As Laurie Anderson sang, “Language is a virus”. Recently, I’ve noticed a particularly virulent infection running through academia, in which the speaker starts a sentence with “So,…” Mr. Bsag and I had a conversation about this after he had listened to an episode of ‘In Our Time’ on the radio in which one of the participants had started almost every sentence that way. It annoyed him. It annoys me too, and yet it is such an infectious construction that I find myself using it anyway.

I’m not sure when this fad started, but it has become more and more common. Once you notice it, you can’t stop hearing it everywhere. It tends to be used in circumstances in which the speaker wants to give the impression that they are immediately ready with an answer to your question, but that they are currently engaged in formulating the best way to explain something complicated. For example, you might be having a conversation with someone about research and someone asks you, “Does anyone know why octopuses are so intelligent?” and you reply “So, we know that…”. If you’re me, you then cringe because before you started the answer you were repeating to yourself like a mantra, “Don’t say ‘so’, don’t say ‘so’” and yet you listen — horrified — as that treacherous little word falls out of your mouth anyway.

I think I dislike it because it’s such a meaningless construction. It adds nothing and is more or less a substitute for ‘um’ or ’err’ or a silent pause. But it’s deceptive because it somehow conveys confidence and preparedness, and a puppyish enthusiasm to pour your vast store of knowledge into the listener’s brain, when in fact you are just stalling for a few seconds while you think how to answer. I have been trying to pause before I answer instead, but once these linguistic trends have become entrenched in a population (in this case, the academic population), it is almost impossible to resist them.
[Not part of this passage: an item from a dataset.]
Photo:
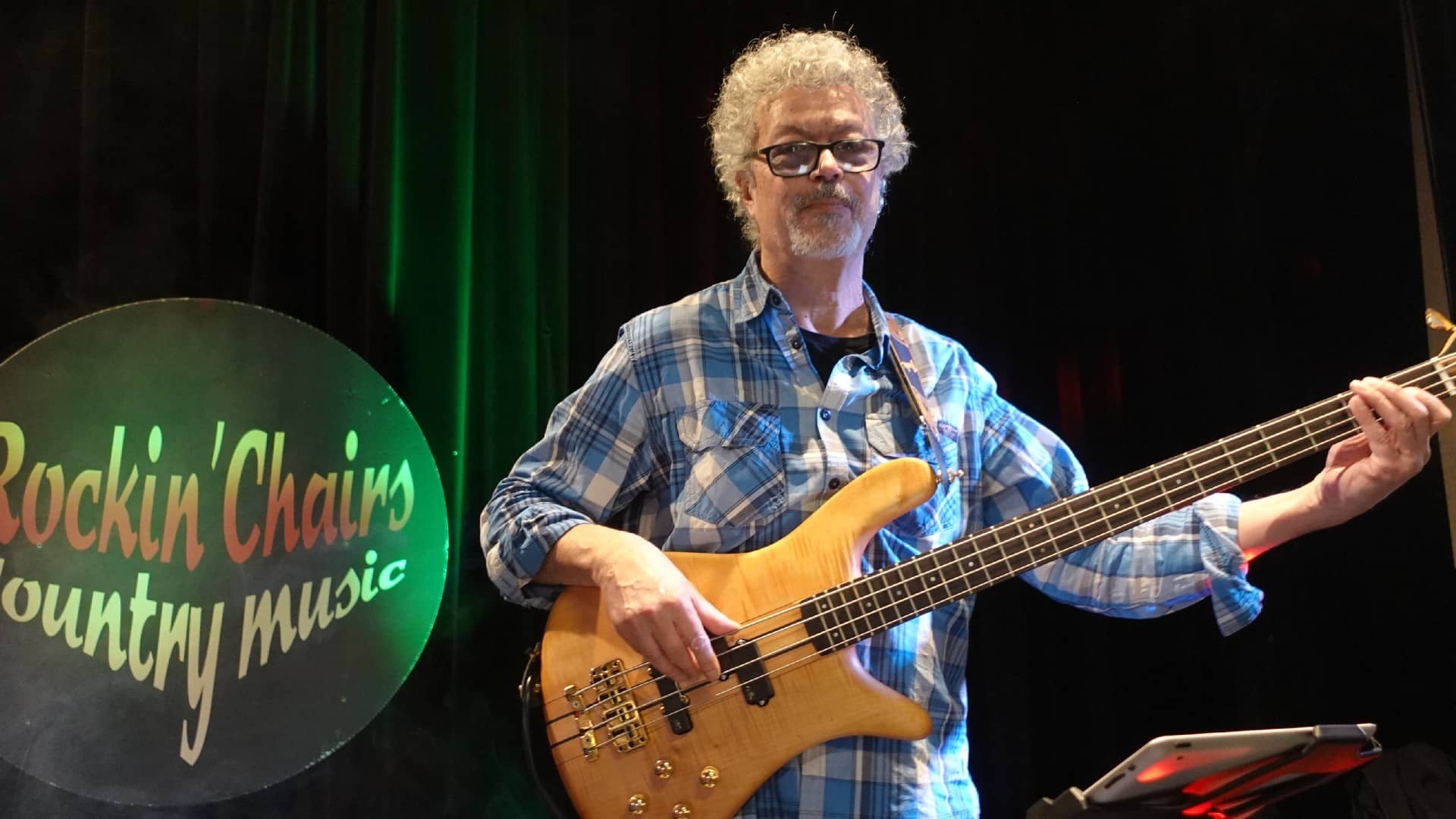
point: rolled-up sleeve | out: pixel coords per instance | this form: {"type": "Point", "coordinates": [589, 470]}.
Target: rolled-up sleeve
{"type": "Point", "coordinates": [592, 461]}
{"type": "Point", "coordinates": [1156, 567]}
I was thinking about how these things come into being the other day as I read about a paper on the use of ‘yo’ by Baltimore school children as a gender-neutral singular pronoun. I haven’t read the original paper yet, so I don’t know how convincing the evidence of this usage is. Linguists have apparently tried for years to introduce a formal gender-neutral singular pronoun to English (in order to avoid mis-using ’they’) and failed, but I can believe that a form invented by school children might turn out to be much more sticky.